Paperback, 184 pages
CLOG started its now successful publication run back in 2011 with an issue devoted to one architect, Bjarke Ingels. Since then the quarterly journal has focused issues on building types (prisons, data space), places (Miami, National Mall), and ideas (sci-fi, unpublished, brutalism). Their most successful is clearly Apple, which, like the first issue, is as much about a man – Steve Jobs – as about the firm/company behind him. With its second issue of 2014, CLOG returns to a single-person topic with Rem (Koolhaas), about the OMA honcho who is directing the Venice Architecture Biennale on display until November. The timing is hardly a coincidence, witnessed by the issue's launch party outside Bruno Books in Venice on the evening of the Biennale's opening.
[CLOG: Rem launch party in Venice on June 7, 2014 | Photograph by John Hill]
Instead of an editorial introduction, the issue starts with, of all things, an excerpt from Wikipedia's entry on Rem Koolhaas.

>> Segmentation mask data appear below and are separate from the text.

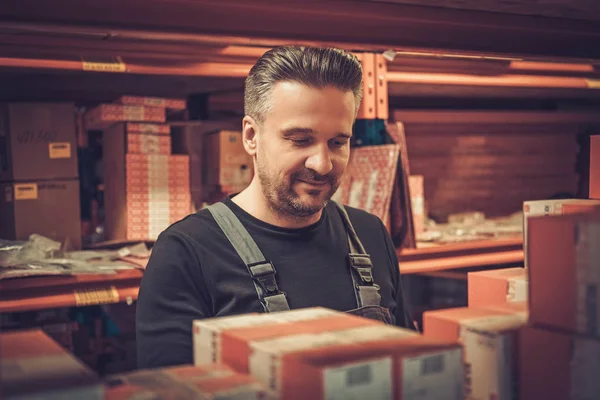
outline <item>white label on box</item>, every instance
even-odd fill
[[[554,215],[562,212],[564,200],[526,201],[524,213],[526,216]]]
[[[520,303],[527,301],[527,277],[514,277],[508,280],[508,293],[506,301],[509,303]]]
[[[392,359],[352,362],[323,371],[323,399],[391,399]]]
[[[328,310],[326,308],[314,307],[292,311],[274,312],[270,315],[280,322],[300,322],[343,314],[333,310]]]
[[[597,399],[600,393],[600,341],[575,338],[571,358],[571,399]]]
[[[38,198],[37,183],[15,184],[15,200],[35,200]]]
[[[69,142],[54,142],[48,144],[49,157],[51,159],[57,158],[71,158],[71,143]]]
[[[512,399],[510,336],[462,328],[465,349],[466,396],[472,400]]]
[[[600,223],[577,224],[577,330],[600,336]]]
[[[463,400],[461,349],[405,357],[400,373],[402,400]]]

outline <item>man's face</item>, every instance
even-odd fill
[[[279,82],[256,141],[256,174],[273,210],[296,218],[321,211],[350,156],[352,92]]]

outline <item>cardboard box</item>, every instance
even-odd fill
[[[252,344],[251,375],[282,399],[463,399],[462,351],[385,325]]]
[[[0,238],[33,233],[81,248],[79,181],[0,182]]]
[[[320,310],[316,311],[319,313]],[[367,318],[345,313],[331,315],[319,313],[314,316],[306,315],[303,320],[278,320],[277,325],[224,330],[221,333],[221,362],[230,365],[238,372],[249,373],[252,346],[256,343],[300,333],[335,332],[361,326],[385,328],[381,323]]]
[[[471,307],[426,311],[423,313],[423,335],[448,342],[457,342],[460,339],[463,322],[507,314],[509,313]]]
[[[208,135],[205,140],[206,185],[219,186],[223,193],[245,189],[252,181],[254,164],[242,144],[242,133],[220,131]]]
[[[105,232],[148,240],[191,213],[189,156],[126,154],[123,124],[103,136]]]
[[[600,341],[527,326],[521,330],[520,399],[596,399]]]
[[[469,307],[527,301],[527,279],[526,268],[469,272]]]
[[[169,110],[185,110],[185,99],[166,99],[162,97],[121,96],[115,101],[118,104],[133,106],[162,107]]]
[[[265,388],[247,375],[219,365],[177,366],[136,371],[106,379],[107,398],[267,399]]]
[[[465,395],[472,399],[514,399],[521,381],[518,367],[524,318],[512,314],[467,321],[460,341],[465,350]]]
[[[158,133],[164,131],[163,127],[167,133]],[[106,129],[104,135],[116,136],[115,142],[120,142],[128,154],[171,154],[168,125],[117,123]]]
[[[96,374],[41,330],[1,333],[0,355],[0,398],[104,398]]]
[[[590,136],[590,199],[600,200],[600,135]]]
[[[408,177],[408,186],[410,188],[410,204],[412,207],[413,224],[415,234],[418,235],[425,231],[425,189],[423,175],[411,175]]]
[[[214,187],[205,187],[205,165],[204,147],[207,135],[222,130],[237,130],[240,127],[239,120],[235,121],[188,121],[177,123],[172,126],[173,153],[188,154],[190,157],[190,190],[195,210],[202,208],[207,202]],[[219,198],[224,197],[218,194]]]
[[[193,333],[194,364],[223,362],[223,333],[225,331],[259,326],[273,327],[278,324],[289,324],[340,314],[337,311],[322,307],[311,307],[277,313],[244,314],[196,320],[194,321]]]
[[[600,200],[561,199],[526,201],[523,203],[523,250],[525,252],[525,268],[529,266],[527,247],[529,246],[529,218],[549,215],[579,214],[600,210]]]
[[[0,104],[0,181],[77,178],[75,106]]]
[[[101,104],[87,111],[84,116],[87,129],[104,129],[117,122],[165,122],[166,113],[162,107],[126,106]]]
[[[460,341],[465,350],[466,396],[512,399],[518,385],[518,335],[526,324],[522,313],[476,308],[428,311],[424,335]]]
[[[533,324],[600,337],[600,212],[529,220]]]

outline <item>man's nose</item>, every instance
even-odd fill
[[[312,169],[319,175],[327,175],[333,169],[329,146],[315,146],[313,153],[306,159],[305,167]]]

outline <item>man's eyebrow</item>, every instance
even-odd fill
[[[301,128],[301,127],[292,127],[292,128],[287,128],[287,129],[284,129],[283,131],[281,131],[281,134],[283,135],[283,137],[290,137],[290,136],[294,136],[294,135],[298,135],[298,134],[314,135],[315,133],[316,132],[310,128]],[[346,133],[346,132],[338,132],[336,137],[351,139],[352,134]]]
[[[288,137],[298,134],[314,135],[315,131],[313,131],[310,128],[292,127],[284,129],[283,131],[281,131],[281,133],[284,137]]]

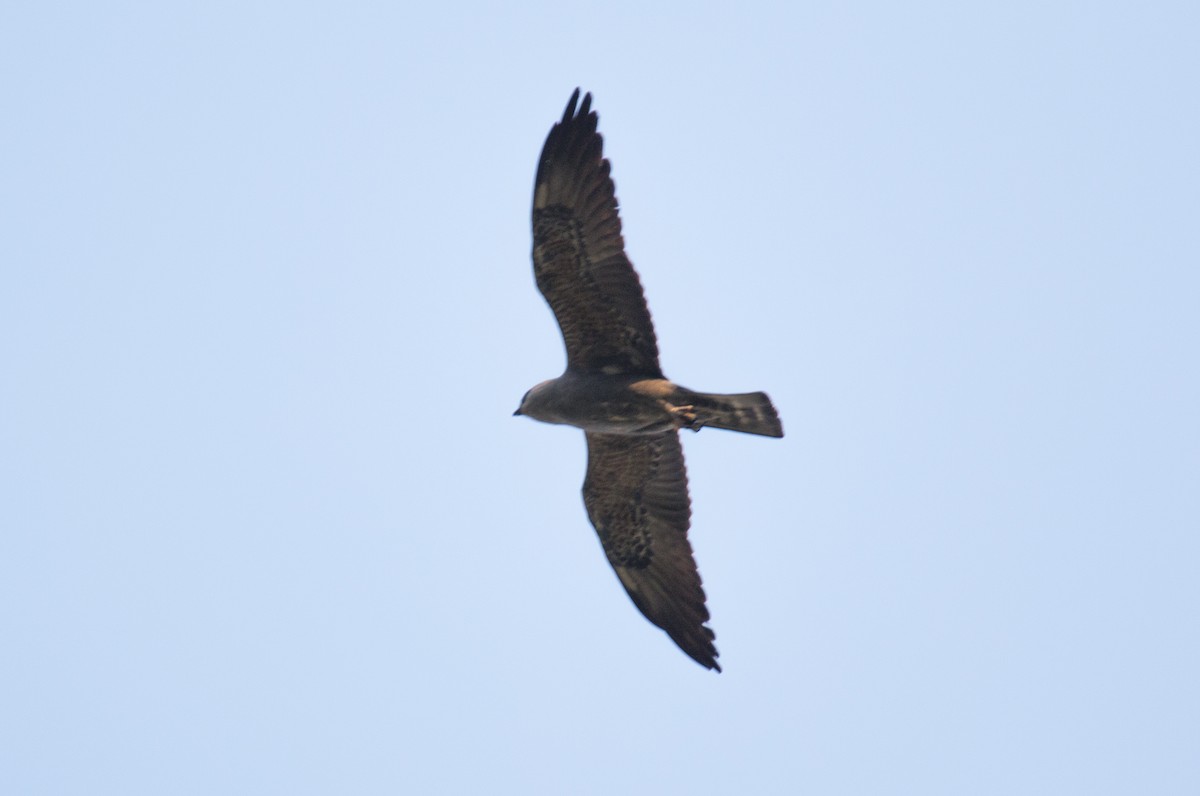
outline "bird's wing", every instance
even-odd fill
[[[562,329],[567,366],[661,377],[642,284],[625,256],[617,197],[579,89],[542,147],[533,189],[533,273]]]
[[[587,434],[583,502],[608,562],[646,618],[701,666],[721,671],[687,531],[678,432]]]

This tactic puts the "facts" ahead of the myths, but the numerous short essays, interviews, essays, and 3-foot-long foldout timeline/authorship chart that follow can be seen as ways of dismantling the myths of Rem Koolhaas and OMA. Rem's mythical status can be grasped pretty clearly in Klaus's contribution that immediately follows the Wikipedia entry. A blend of Barack Obama's "Hope"poster and Kubrick's 2001, Rem is a figure of worship by some confused and hysterical monkeys (CAD monkeys?) surrounding the monolith.
["It's Not Easy Being Kool" by Klaus]
The many contributions that follow in this XL issue of CLOG veer from the humorous to the serious, but most tend toward the latter. The most insightful pieces are by architects who worked at OMA (Matthias Holwich and Philipp Oswalt, Erez Ella, Galia Solomonoff, Winy Maas and Jacob van Rijs, etc.), some of which make up the numerous interviews included in the issue. (A "Declined to Comment" page at the back of the issue lists the various collaborators and ex-OMAers, including the duo at WORKac, Iwan Baan, Jeanne Gang, and Joshua Prince-Ramus, that did such.) Their contributions go farthest toward breaking down the myths of Rem, by foregrounding the day-to-day interactions (what little of them occurred) with his employees.
If the interviews were taken out of the issue, Rem would approach "M" rather than "XL." Although they are illuminating (particularly the ones with Madelon Vriesendorp and Zoe Zenghelis, Stephen Cassell, and Tomas Koolhaas), the interviews signal a shift away from CLOG's 500-word, two-page-spread format, and toward a hybrid format where external contributions are balanced by some hefty editorial content. Here they are justified, but I'll admit they distract from the short pieces, many of which cannot hold their own with the interviews. Taking all of the pieces into account, the issue paints a varied picture of Rem Koolhaas based on interactions with the architect/writer, the contributor's conceptions of his buildings/writings, and different ways of breaking through the myths to get at the content beneath.